Maricato – Vamos ajuizar uma ação até amanhã (hoje). Demonstraremos que a lei é inconstitucional por vários motivos: fere os princípios da razoabilidade quando diz que qualquer quantidade de álcool é infração; prevê punições desproporcionais às infrações; e é iníqua e ilegal quando sustenta que quem não se submeter a testes como o do bafômetro será punido como se estivesse alcoolizado. A lei também atinge a livre iniciativa, a liberdade econômica, o direito de ir e vir. Vamos mobilizar o setor, fazer avaliações, obter números e informações e agir no plano político, abordando parlamentares para mudar a lei. Divulgaremos nossas razões à opinião pública e entraremos com ações judiciais. O setor deixou de ser passivo, criou lideranças. Está preparado para lutar.

DC – E quanto ao senhor?

Maricato – Eu considero essa exigência não só ilegal, como abusiva e uma invasão de privacidade. Entrei com mandado de segurança para poder circular na cidade sem ser molestado.

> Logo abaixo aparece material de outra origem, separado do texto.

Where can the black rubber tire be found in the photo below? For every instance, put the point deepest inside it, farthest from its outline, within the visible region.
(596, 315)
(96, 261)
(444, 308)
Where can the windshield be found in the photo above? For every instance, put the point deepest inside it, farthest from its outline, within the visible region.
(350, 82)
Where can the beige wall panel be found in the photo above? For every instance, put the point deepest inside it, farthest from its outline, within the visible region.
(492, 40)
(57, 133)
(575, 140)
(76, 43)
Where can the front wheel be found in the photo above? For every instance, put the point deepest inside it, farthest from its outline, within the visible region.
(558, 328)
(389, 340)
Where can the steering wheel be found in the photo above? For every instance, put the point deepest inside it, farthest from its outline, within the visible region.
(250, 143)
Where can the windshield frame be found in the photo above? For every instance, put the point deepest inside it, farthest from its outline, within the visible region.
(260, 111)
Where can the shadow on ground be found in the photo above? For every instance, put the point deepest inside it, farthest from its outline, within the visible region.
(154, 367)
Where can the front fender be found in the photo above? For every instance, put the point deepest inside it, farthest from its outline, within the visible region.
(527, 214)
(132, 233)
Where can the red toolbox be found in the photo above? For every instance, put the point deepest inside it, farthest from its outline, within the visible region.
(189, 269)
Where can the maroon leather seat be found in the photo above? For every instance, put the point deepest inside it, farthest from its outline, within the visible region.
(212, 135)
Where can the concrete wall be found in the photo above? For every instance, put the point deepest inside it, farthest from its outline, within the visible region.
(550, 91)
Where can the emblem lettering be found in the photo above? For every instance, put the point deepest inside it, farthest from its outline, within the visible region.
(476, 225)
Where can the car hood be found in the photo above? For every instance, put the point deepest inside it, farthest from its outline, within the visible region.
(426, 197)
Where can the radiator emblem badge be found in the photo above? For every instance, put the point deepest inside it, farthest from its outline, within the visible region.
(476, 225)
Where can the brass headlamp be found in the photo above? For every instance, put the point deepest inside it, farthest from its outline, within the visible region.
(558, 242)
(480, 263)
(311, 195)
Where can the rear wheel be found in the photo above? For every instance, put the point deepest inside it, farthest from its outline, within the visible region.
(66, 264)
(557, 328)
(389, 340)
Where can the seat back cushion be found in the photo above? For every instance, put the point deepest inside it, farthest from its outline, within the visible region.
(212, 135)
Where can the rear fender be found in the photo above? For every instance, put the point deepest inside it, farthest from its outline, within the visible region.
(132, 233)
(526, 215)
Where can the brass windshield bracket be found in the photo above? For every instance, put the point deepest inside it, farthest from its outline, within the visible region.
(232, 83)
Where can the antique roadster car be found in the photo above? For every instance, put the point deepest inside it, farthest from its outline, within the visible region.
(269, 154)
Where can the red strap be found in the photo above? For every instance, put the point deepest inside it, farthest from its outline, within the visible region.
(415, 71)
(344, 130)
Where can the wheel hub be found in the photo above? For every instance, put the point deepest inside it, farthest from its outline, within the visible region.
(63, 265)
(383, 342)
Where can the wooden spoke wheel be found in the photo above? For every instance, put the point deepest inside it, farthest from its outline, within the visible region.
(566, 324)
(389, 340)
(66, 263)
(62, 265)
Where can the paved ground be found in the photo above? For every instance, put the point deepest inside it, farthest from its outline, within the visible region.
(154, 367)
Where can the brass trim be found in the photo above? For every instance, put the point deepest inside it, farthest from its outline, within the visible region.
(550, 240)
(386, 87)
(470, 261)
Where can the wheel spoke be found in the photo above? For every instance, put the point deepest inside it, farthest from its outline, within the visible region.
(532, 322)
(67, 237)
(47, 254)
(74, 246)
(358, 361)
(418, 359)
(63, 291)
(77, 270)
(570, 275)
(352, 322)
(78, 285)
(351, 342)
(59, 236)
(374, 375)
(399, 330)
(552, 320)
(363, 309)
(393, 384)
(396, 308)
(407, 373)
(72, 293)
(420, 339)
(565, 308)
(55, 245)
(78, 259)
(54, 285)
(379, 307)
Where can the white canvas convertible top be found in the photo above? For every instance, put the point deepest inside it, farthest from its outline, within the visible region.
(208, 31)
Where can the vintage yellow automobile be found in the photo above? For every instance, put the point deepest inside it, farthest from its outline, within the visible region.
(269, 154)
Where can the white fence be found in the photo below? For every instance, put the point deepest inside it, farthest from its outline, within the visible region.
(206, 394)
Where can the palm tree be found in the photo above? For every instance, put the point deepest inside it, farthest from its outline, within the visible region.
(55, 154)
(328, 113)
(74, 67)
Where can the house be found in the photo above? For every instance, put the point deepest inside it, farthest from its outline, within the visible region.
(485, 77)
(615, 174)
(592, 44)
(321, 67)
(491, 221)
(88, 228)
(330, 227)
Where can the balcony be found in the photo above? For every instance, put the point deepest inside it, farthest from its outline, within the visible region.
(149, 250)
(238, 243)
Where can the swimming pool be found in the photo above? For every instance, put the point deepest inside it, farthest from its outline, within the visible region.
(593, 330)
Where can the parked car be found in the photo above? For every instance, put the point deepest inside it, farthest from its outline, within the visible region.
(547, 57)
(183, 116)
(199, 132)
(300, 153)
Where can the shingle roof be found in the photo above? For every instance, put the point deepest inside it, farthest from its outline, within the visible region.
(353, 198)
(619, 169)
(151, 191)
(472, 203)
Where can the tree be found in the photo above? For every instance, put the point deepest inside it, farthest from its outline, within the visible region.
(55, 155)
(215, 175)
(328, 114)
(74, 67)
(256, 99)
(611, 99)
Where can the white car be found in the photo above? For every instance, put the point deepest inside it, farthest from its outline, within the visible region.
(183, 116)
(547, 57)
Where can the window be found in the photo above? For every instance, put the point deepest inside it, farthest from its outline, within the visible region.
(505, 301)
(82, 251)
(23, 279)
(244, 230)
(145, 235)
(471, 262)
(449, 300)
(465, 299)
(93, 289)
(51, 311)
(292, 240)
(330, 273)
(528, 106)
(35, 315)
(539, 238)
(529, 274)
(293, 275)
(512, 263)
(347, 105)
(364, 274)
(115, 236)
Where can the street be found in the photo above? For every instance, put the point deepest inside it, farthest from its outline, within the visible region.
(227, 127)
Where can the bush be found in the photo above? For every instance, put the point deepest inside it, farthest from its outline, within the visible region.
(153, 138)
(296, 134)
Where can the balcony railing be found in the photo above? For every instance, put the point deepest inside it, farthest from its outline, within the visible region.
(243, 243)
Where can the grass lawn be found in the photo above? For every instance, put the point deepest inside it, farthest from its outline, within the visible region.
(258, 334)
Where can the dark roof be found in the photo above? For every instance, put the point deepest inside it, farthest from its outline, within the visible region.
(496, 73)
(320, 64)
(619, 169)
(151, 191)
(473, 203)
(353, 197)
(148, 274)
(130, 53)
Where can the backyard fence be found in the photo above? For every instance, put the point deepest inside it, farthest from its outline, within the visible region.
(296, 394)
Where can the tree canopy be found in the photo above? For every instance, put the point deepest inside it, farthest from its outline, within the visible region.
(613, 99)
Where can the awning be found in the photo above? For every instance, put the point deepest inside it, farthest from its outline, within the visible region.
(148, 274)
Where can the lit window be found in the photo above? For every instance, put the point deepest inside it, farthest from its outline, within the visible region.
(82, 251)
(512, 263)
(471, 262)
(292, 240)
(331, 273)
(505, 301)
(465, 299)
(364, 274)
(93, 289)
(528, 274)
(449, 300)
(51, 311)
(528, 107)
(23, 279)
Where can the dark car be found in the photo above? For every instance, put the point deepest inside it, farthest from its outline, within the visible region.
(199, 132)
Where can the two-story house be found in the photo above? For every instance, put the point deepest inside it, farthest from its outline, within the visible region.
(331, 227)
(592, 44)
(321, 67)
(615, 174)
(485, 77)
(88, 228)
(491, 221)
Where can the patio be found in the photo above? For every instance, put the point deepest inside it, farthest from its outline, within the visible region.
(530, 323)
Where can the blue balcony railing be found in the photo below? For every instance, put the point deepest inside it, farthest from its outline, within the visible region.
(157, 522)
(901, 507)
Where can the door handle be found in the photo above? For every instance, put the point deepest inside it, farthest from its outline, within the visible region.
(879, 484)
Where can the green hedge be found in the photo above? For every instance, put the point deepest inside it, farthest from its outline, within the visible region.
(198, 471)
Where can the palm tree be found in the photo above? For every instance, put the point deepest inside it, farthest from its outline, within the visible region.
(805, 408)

DC – Qual a atitude das pessoas nos bares e restaurantes?

Maricato – Muitas não bebem, outras pedem chá ou água, algumas pedem cerveja sem álcool. Estamos brincando de escoteiros e seminaristas nos bares. Estes, pelo menos, podem tomar um pouco de vinho nas missas. Mas, se a lei for aplicada, o padre que tomar vinho nas cerimônias também poderá acabar sendo preso na esquina.

DC - A lei vai pegar?

Maricato – Não passará. Faremos um movimento mais forte do que o que fizemos para enterrar a MP 415. Do lado do consumidor, é evidente que 80 milhões ou 90 milhões de brasileiros também não mudarão seus hábitos, não deixarão de lado seu direito ao lazer apenas porque o governo emitiu um decreto ou uma lei.

DC - Por que não daria certo no Brasil, assim como deu em países europeus?

Maricato – Na Europa, as pessoas têm uma cultura de sair mais cedo. Seria bom para nós que os brasileiros fizessem isso, mas eles gostam de sair mais tarde. Por outro lado, na Europa, você pode circular na rua sem correr risco de ser assaltado em cada esquina e existem transportes públicos durante a noite. Aliás, em muitos países, a lei é mais liberal que a nossa.

DC – Existe certo preconceito contra bares ou mesmo bebida no País?

Maricato – Existe, sim, um visível preconceito da sociedade, das autoridades e da mídia contra bares em geral e bebida em especial. São locais de lazer, descontração, divertimento, namoro, acesso democrático de jovens, e não merecem essa carga negativa. Aliás, bebida alcoólica é algo que faz parte da civilização há mais de dez mil anos. Na Antiguidade era tão cultuada que tinha até entidade divina – como Baco, o deus do vinho –, respeitada tanto como a fertilidade, o fogo e outras necessidades do homem. É preciso acabar com tanto preconceito.